GARNET MIMMS AND THE ENCHANTERS / Cry Baby
LP (United Artists UAL-3305)
Producer: Jerry Ragovoy
女性1人を含むエンチャンターズが、”クラー・クラー、ベイビー”とまさに泣き叫び、続いてガーネット・ミムズがそれに応える。
63年の大ヒット曲「クライ・ベイビー」だ。
ぼくにとっては、オーティス・レディングやソロモン・バークとの出会いも強烈だったが、この曲のようにそれに負けず劣らず強烈な印象を受けたものがあるから、ディープ・ソウルはやめられない。
そのうち徐々に回りのことが見え始めてくると、実はこの曲はむしろオーティスやバークの曲よりも前に大きなヒットを記録している。
そうかぁ、むしろこの曲がディープ・ソウルの原型なのだと、この曲を起点に考える癖がついた。
ジェリー・ラガヴォイ、バート・バーンズらのニューヨーク・ディープはこの曲によって完成、同時に以後の流行の発火点ともなる。
イーブニング・スターズなどゴスペル・グループでレコーディングを経験。
その後フィラデルフィアでゲイナーズなるR&Bグループを結成と、パイオニアたる資格は十分にあった彼の渾身を込めた傑作だ。

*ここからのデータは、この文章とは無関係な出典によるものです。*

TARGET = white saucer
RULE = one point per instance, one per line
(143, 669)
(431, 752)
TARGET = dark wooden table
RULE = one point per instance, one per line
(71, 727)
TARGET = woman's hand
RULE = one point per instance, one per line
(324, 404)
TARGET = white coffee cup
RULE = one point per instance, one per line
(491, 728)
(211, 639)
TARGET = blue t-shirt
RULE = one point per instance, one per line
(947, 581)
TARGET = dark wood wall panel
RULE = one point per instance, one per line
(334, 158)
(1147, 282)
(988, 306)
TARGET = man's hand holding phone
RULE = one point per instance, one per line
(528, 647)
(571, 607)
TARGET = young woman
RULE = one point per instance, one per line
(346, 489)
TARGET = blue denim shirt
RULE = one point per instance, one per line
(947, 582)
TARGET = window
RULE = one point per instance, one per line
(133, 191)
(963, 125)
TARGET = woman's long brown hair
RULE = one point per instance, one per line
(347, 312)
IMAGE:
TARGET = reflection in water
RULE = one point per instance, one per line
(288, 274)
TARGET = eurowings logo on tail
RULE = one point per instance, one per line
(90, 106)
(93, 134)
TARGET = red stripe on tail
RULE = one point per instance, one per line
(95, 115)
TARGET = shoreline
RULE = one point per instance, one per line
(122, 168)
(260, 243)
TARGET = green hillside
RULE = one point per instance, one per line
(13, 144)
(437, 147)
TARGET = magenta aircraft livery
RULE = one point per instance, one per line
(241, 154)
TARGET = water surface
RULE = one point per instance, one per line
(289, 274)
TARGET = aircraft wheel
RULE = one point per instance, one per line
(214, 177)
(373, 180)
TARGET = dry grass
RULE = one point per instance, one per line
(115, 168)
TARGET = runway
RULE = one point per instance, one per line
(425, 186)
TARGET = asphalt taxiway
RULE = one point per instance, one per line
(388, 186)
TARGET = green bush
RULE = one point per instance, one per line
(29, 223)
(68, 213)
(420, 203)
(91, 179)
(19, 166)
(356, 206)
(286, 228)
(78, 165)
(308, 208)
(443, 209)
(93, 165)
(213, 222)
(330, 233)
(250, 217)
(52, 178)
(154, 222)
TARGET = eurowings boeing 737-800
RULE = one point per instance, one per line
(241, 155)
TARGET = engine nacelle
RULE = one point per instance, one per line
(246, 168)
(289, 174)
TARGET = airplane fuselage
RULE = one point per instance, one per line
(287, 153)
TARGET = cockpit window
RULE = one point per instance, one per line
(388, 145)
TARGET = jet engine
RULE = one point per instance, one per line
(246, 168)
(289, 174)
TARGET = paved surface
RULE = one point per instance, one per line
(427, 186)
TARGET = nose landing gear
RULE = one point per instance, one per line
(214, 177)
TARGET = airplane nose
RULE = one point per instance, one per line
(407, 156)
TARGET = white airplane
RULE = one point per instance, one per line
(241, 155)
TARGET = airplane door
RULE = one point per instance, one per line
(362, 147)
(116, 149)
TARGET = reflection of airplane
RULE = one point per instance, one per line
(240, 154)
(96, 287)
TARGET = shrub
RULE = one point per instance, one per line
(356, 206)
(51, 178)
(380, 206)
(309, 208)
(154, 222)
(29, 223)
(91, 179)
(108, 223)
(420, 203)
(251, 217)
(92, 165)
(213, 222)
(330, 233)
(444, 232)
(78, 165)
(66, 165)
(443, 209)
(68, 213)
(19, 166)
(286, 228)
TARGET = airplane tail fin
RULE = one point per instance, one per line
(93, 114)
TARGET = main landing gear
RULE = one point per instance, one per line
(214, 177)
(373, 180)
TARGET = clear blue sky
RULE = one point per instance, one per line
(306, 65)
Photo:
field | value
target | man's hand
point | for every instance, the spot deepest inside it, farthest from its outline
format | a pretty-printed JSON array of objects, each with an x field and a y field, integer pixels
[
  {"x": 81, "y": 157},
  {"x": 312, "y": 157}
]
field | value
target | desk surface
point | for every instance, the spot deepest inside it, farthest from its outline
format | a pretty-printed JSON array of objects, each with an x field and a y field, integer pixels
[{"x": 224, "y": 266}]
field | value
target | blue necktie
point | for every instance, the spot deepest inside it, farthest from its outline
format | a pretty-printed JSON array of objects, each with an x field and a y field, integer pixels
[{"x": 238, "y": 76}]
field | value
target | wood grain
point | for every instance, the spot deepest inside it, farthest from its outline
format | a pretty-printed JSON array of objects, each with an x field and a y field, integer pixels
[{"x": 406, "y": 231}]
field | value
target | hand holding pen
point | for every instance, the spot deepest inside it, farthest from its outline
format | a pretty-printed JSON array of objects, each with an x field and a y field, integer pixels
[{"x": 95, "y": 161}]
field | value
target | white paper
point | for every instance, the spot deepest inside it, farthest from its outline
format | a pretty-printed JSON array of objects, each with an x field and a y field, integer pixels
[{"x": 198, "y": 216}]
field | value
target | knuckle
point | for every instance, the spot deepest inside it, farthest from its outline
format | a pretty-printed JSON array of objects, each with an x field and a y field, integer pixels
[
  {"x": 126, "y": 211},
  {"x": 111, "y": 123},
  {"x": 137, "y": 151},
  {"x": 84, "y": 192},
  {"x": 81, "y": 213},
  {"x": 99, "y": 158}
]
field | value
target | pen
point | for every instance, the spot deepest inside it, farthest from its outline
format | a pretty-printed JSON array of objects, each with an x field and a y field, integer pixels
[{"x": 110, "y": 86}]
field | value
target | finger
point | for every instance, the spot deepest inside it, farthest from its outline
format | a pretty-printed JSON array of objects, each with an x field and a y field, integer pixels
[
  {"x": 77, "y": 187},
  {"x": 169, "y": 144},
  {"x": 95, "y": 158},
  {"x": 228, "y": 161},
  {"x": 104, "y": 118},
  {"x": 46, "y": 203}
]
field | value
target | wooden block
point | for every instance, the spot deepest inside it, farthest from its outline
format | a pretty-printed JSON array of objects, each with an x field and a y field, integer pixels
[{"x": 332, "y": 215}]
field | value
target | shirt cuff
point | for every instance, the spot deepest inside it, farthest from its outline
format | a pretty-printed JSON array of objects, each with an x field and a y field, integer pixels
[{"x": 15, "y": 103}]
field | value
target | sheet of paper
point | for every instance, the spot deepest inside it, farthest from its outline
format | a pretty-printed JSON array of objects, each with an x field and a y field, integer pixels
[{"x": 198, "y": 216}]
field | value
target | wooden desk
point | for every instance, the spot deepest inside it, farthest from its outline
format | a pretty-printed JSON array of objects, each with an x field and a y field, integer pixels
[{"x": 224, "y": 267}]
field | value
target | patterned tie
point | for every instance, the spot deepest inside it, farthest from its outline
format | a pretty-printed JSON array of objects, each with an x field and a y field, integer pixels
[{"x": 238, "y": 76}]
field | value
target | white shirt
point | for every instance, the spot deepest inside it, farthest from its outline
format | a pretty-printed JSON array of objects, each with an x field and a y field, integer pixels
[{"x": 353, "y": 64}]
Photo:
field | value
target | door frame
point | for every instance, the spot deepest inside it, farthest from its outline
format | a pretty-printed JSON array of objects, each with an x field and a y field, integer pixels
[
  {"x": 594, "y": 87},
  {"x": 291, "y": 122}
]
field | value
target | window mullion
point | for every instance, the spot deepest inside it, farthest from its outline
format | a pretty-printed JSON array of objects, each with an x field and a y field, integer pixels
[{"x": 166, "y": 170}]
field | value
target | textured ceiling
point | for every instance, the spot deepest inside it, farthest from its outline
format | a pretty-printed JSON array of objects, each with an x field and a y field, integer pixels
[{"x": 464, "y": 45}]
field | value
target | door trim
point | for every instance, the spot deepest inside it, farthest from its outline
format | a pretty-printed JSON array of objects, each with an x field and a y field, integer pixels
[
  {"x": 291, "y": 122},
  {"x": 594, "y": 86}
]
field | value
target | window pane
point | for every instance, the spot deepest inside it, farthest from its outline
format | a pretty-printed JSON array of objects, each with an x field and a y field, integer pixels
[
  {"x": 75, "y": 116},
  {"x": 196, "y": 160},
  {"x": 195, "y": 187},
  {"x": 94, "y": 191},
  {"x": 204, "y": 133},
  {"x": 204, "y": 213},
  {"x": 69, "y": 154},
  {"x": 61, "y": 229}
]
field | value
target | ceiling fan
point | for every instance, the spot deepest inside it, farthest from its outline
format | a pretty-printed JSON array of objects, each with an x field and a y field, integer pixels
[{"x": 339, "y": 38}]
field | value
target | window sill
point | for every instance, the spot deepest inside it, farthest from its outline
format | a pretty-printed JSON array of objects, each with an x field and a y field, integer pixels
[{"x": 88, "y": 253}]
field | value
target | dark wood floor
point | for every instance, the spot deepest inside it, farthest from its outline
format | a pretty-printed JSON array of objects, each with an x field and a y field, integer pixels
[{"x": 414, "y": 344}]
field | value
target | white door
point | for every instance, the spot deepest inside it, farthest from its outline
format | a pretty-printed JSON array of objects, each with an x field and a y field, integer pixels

このLPはその彼らの正式なデビューLPということになるが、B(2)が別格にすごい曲だとしても、A(5)(6)、B(1)と平均以上のディープさが続くだけに、やはり名盤というしかないだろう。
なお、B(1)はジャケットでは “Runaway Lover” となっているが、「トゥルース・ハート」が正しい。
▶Some More from this Artist
先に触れたゲイナーズ時代の作品は、後に “Sensational New Star” (Guest Star 1907) 他でLP化されたが、収録されているのも8曲だし、正直いってまだ眠っているような作品群である。
その後のLPを列記してみよう。
- “As Long As I Have You”
- “I’ll Take Good Care Of You”
- “Live”
- “Has It All”
ディープ・ソウルのパイオニアのひとりにしては少ないものだ。
確かに、東海岸の人だけにポピュラーな面もあるが、そんなことを言うなら、ソロモン・バークだってある。
①は、先のLPと継続した内容だが、エンチャンターズははずれ、曲によってはスウィート・インスピレイションズの前身(シシー・ヒューストン、ディー・ディー・ワーウィックら)の声がぼくには聞こえる。
個人的にはやはりエンチャンターズのコーラスが忘れられないが、「ワン・ウーマン」などさすがの力作だ。
1枚目より落ちるが、やはり持っていたい1枚である。
66年の②となると、一聴して音が新しくなっていることがわかる。
メンフィス・ソウルの影響なのだろうが、とにかくタイトル曲は「クライ・ベイビー」と並ぶ2大傑作となった。
後半の盛り上がりなんかほんと鳥肌が立つほど。
スローはほとんどこれ1曲で、後はミディアムやアップの作品が目立つといったLP。
この頃、どういうわけか、イギリスで人気が出、単独で渡欧し、作られたのがつぎの③、イギリス人がバックをやっているので、確かにリズムに張りはないが、意外な聞き物になっていて無視する必要はない。
この後ではヴァーヴ時代がぼくは非常に好きなのだが、LPは生まれなかった。
やっとできたのが、78年の④で、1,2曲を除くと、昔の面影はそこにはない。